Immunostaining was performed according to a previously described protocol. For antigen retrieval, deparaffinized sections were pretreated by heating in a microwave oven in 10 mM citrate buffer pH 6.0 for 15 min. After cooling, the sections were immersed in phosphate buffered saline (PBS) containing 3% hydrogen peroxide for 10 min to block endogenous peroxidase activity. The sections were then incubated in a humid chamber overnight at 4 °C with the following primary antibodies: anti-glucocorticoid receptor (NCL-GCR; dilution 1:50; Vision-Biosystems ® , UK) or anti-calcitonin receptor (anti-calcitonin receptor precursor antibody; dilution 1:50; Novus Biologicals ® , USA). After rinsing with PBS, the slides were incubated with secondary antibody followed by streptavidin–peroxidase complex both for 30 min at room temperature with a PBS wash between each step (LSAB+ system; DakoCytomation ® , USA). The slides were developed with diaminobenzidine–H 2 O 2 (DAB+ system; DakoCytomation ® , USA), counterstained with Harry’s haematoxylin and mounted. Thyroid tissue for CTR and tonsil tissue for GR were used as positive controls. Controls of primary antibody specificity included the omission or substitution of primary antiserum with normal bovine serum.

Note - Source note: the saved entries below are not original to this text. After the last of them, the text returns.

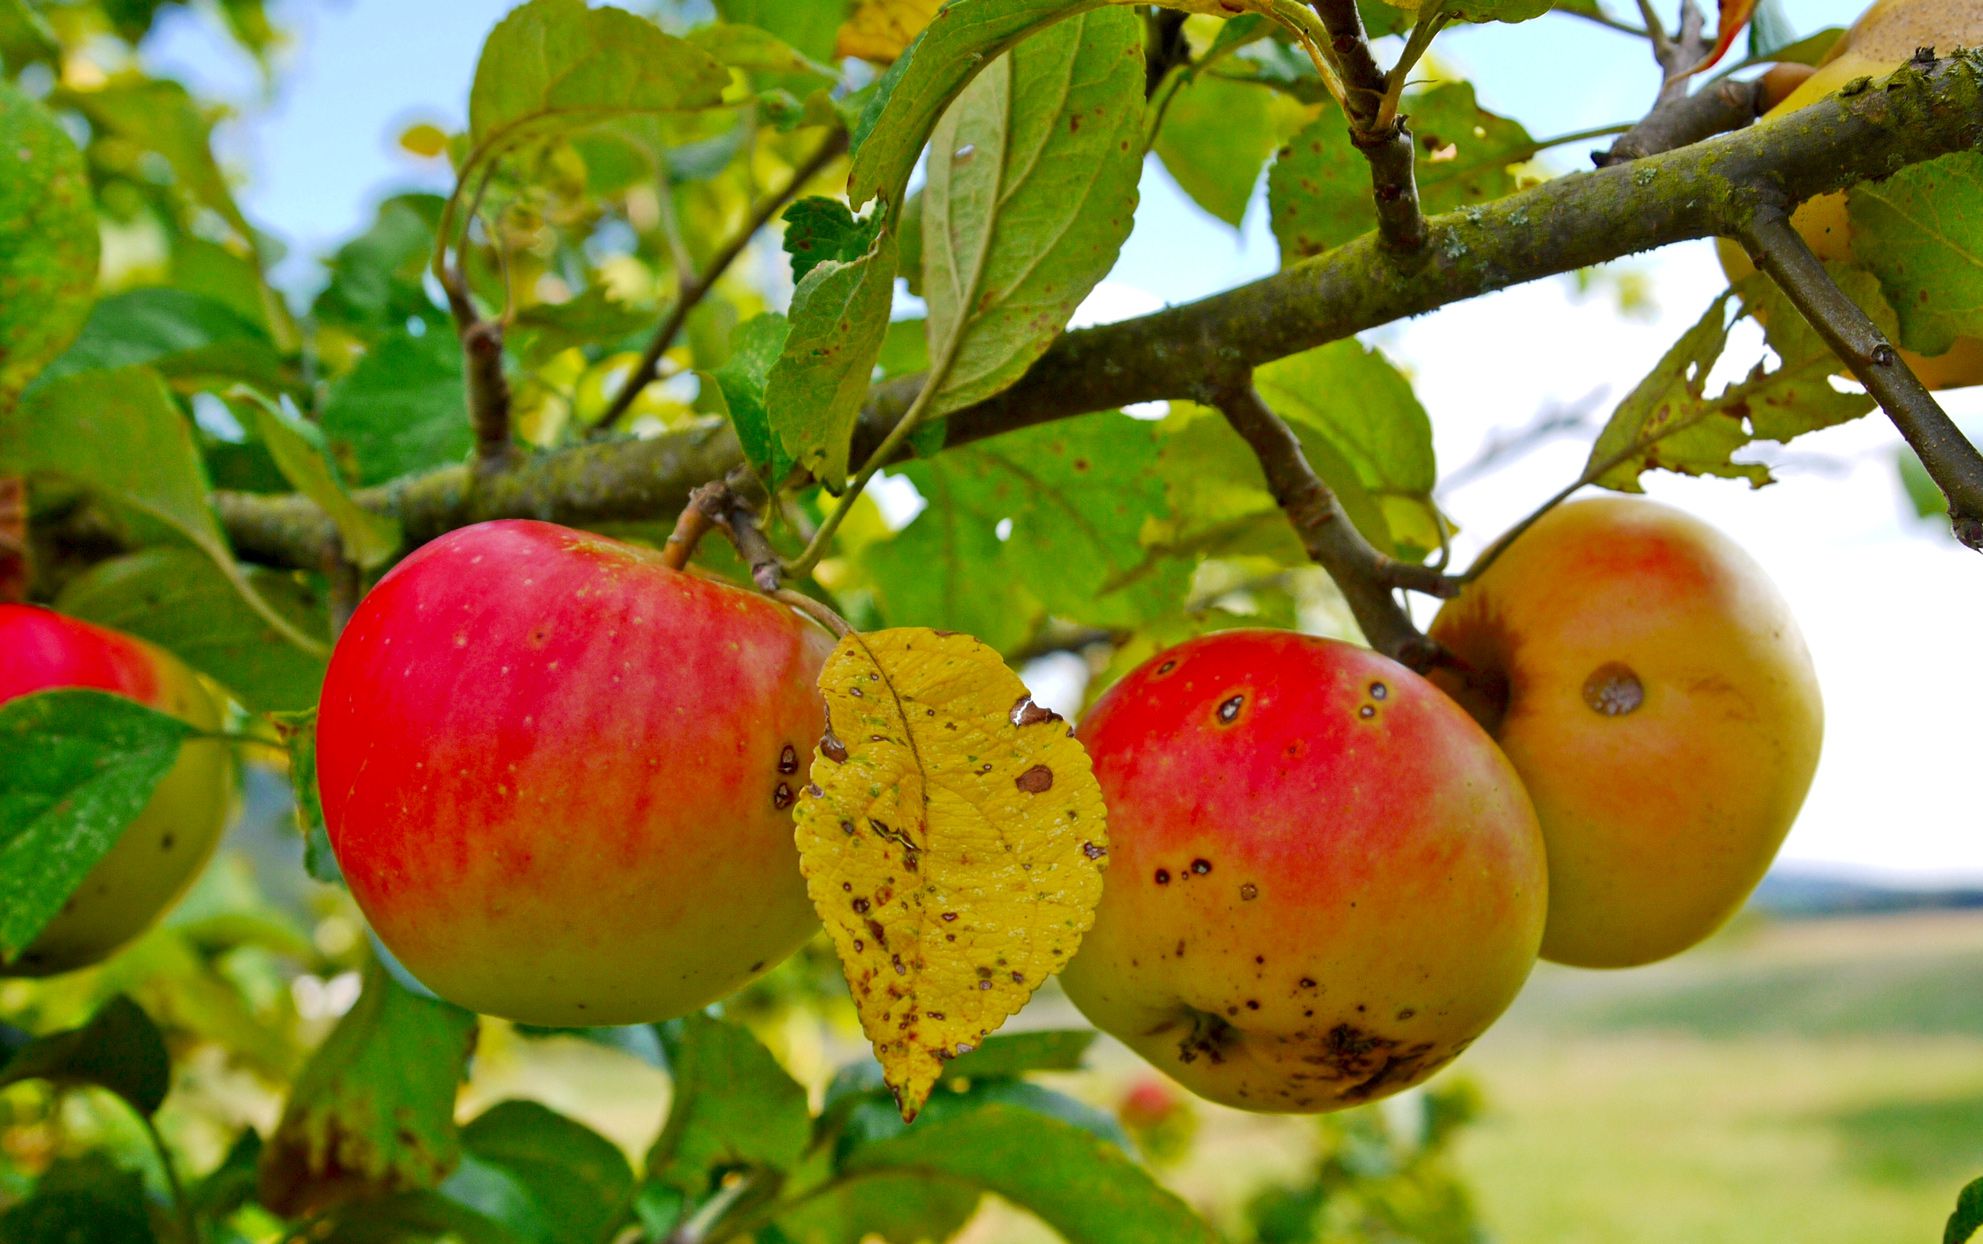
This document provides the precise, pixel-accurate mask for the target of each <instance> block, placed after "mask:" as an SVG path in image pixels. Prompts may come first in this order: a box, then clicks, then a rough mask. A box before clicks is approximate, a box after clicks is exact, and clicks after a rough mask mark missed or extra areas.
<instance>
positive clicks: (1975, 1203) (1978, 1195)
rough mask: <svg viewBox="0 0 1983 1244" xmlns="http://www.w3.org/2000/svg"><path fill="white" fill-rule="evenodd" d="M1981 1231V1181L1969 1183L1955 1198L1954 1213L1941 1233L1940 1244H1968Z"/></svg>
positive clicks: (1949, 1214)
mask: <svg viewBox="0 0 1983 1244" xmlns="http://www.w3.org/2000/svg"><path fill="white" fill-rule="evenodd" d="M1979 1230H1983V1179H1977V1181H1971V1182H1969V1186H1967V1188H1963V1190H1961V1194H1959V1196H1957V1198H1955V1212H1953V1214H1949V1224H1947V1228H1943V1232H1941V1244H1969V1240H1971V1238H1973V1236H1975V1234H1977V1232H1979Z"/></svg>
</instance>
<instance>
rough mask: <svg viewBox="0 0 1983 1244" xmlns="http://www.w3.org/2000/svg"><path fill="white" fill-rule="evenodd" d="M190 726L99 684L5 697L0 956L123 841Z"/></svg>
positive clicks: (169, 763)
mask: <svg viewBox="0 0 1983 1244" xmlns="http://www.w3.org/2000/svg"><path fill="white" fill-rule="evenodd" d="M190 734H192V728H190V726H186V724H184V722H180V720H178V718H173V716H167V714H163V712H153V710H151V708H145V706H143V704H137V702H133V700H127V698H123V696H113V694H109V692H103V690H44V692H36V694H28V696H20V698H14V700H8V702H6V704H0V960H4V958H12V956H14V954H20V950H24V948H26V946H28V944H30V942H34V938H36V934H40V933H42V929H44V927H46V925H48V923H50V921H52V919H56V915H59V913H61V905H63V903H67V901H69V895H71V893H75V887H77V885H81V883H83V877H87V875H89V869H93V867H95V865H97V861H99V859H103V855H105V853H109V849H111V847H115V845H117V839H119V835H121V833H123V831H125V827H127V825H129V823H131V821H135V819H137V813H141V811H143V809H145V804H147V802H151V792H153V788H157V786H159V780H161V778H165V774H167V772H169V770H171V768H173V764H175V762H176V760H178V746H180V744H182V742H184V740H186V738H188V736H190Z"/></svg>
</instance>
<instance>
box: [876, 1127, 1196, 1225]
mask: <svg viewBox="0 0 1983 1244" xmlns="http://www.w3.org/2000/svg"><path fill="white" fill-rule="evenodd" d="M930 1107H932V1109H930V1111H926V1117H924V1119H922V1121H920V1123H916V1125H914V1127H910V1129H906V1131H902V1133H900V1135H898V1137H892V1139H886V1141H876V1143H871V1145H863V1147H859V1149H855V1151H853V1153H851V1155H849V1157H847V1161H845V1163H843V1171H845V1173H851V1175H853V1173H861V1175H867V1173H904V1175H918V1177H922V1179H928V1181H940V1182H958V1184H966V1186H972V1188H982V1190H986V1192H995V1194H999V1196H1003V1198H1005V1200H1009V1202H1013V1204H1017V1206H1019V1208H1023V1210H1027V1212H1031V1214H1035V1216H1037V1218H1041V1220H1043V1222H1045V1224H1047V1226H1051V1228H1053V1230H1055V1232H1057V1234H1059V1236H1061V1238H1063V1240H1069V1244H1126V1242H1130V1240H1164V1242H1166V1244H1186V1242H1192V1240H1202V1242H1204V1244H1216V1242H1218V1234H1214V1232H1212V1228H1210V1226H1206V1222H1204V1220H1200V1218H1198V1216H1196V1214H1194V1212H1192V1210H1190V1206H1186V1204H1184V1202H1182V1200H1178V1196H1176V1194H1172V1192H1168V1190H1164V1188H1162V1186H1160V1184H1158V1182H1156V1181H1154V1179H1150V1175H1148V1173H1146V1171H1144V1169H1142V1167H1138V1165H1136V1163H1134V1159H1130V1157H1128V1155H1126V1153H1122V1149H1118V1147H1116V1145H1110V1143H1108V1141H1105V1139H1101V1137H1097V1135H1093V1133H1089V1131H1085V1129H1081V1127H1079V1125H1075V1123H1065V1121H1061V1119H1053V1117H1047V1115H1041V1113H1035V1111H1033V1109H1025V1107H1021V1105H1011V1103H1003V1101H997V1103H986V1105H978V1107H976V1109H964V1111H958V1113H940V1111H938V1107H936V1099H934V1097H932V1101H930Z"/></svg>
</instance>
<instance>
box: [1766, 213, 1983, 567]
mask: <svg viewBox="0 0 1983 1244" xmlns="http://www.w3.org/2000/svg"><path fill="white" fill-rule="evenodd" d="M1739 236H1741V242H1743V246H1747V248H1749V258H1751V260H1755V266H1757V268H1761V270H1763V272H1767V274H1769V278H1771V280H1773V282H1777V288H1781V290H1783V294H1785V296H1787V298H1789V300H1791V302H1793V304H1795V306H1797V310H1799V311H1801V313H1803V315H1805V319H1808V321H1810V327H1812V329H1816V333H1818V335H1820V337H1824V343H1826V345H1830V347H1832V353H1836V355H1838V359H1840V361H1842V363H1844V365H1846V367H1848V369H1850V371H1852V375H1854V377H1858V381H1860V383H1862V385H1866V391H1868V393H1872V397H1874V401H1878V403H1880V409H1882V411H1886V415H1888V419H1892V421H1894V427H1896V429H1900V435H1902V436H1906V440H1908V444H1912V446H1914V452H1916V454H1920V458H1922V466H1925V468H1927V476H1929V478H1931V480H1935V486H1937V488H1941V494H1943V496H1945V498H1949V520H1951V522H1953V524H1955V536H1957V538H1959V540H1961V542H1963V544H1967V546H1969V548H1973V550H1977V552H1983V454H1977V448H1975V446H1973V444H1969V440H1967V438H1965V436H1963V433H1961V429H1957V427H1955V423H1953V421H1951V419H1949V417H1947V413H1945V411H1943V409H1941V405H1939V403H1937V401H1935V397H1933V395H1931V393H1929V391H1927V387H1925V385H1922V381H1920V377H1916V375H1914V369H1910V367H1908V363H1906V361H1904V359H1902V357H1900V351H1896V349H1894V345H1892V343H1890V341H1888V339H1886V335H1884V333H1882V331H1880V329H1878V327H1876V325H1874V321H1872V319H1870V317H1868V315H1866V311H1864V310H1860V306H1858V304H1854V302H1852V300H1850V298H1846V294H1844V290H1840V288H1838V286H1836V284H1834V282H1832V278H1830V274H1828V272H1826V270H1824V262H1822V260H1818V256H1814V254H1812V252H1810V246H1807V244H1805V238H1803V236H1799V232H1797V230H1795V228H1791V218H1789V214H1787V212H1785V210H1783V208H1779V206H1765V208H1761V210H1757V214H1755V218H1753V220H1751V222H1749V226H1747V228H1743V230H1741V234H1739Z"/></svg>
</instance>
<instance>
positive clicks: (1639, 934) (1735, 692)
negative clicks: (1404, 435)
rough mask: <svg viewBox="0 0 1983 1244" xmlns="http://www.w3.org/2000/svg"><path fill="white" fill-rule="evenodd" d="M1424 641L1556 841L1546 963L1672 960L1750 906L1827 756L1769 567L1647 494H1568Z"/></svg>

The immunohistochemical staining was assessed using a direct light microscope, accordingly to the site of stain of each antibody (GR, nuclei; CTR, nuclei and cytoplasm). A differential count was performed for MSCs and MGCs. Staining was quantified through manual counting of at least 1000 MSCs in 10 different fields at a magnification of 400×. In the same 10 high-power fields, all MGCs were counted to a maximum of 1000 cells. The labelling index (LI) was expressed as the percentage of positive cells with nuclear staining for CTR in each section. The H -score ( H ) takes into account the intensity of the cytoplasmic CTR staining and nuclear GR staining expressed in values ranging from 0 to 3+ (0, no stain; 1+, weak; 2+, moderate; 3+, strong) in accordance with the methods described by McCarty et al.
The data were analysed using the SPSS 13.0 (SPSS Inc., Chicago, IL, USA) statistical package. The results were expressed as the mean. To compare the marker H -score with respect to clinical presentation and treatment result groups, the nonparametric Mann–Whitney U -test was used. Significance was established at a p value ≤0.05.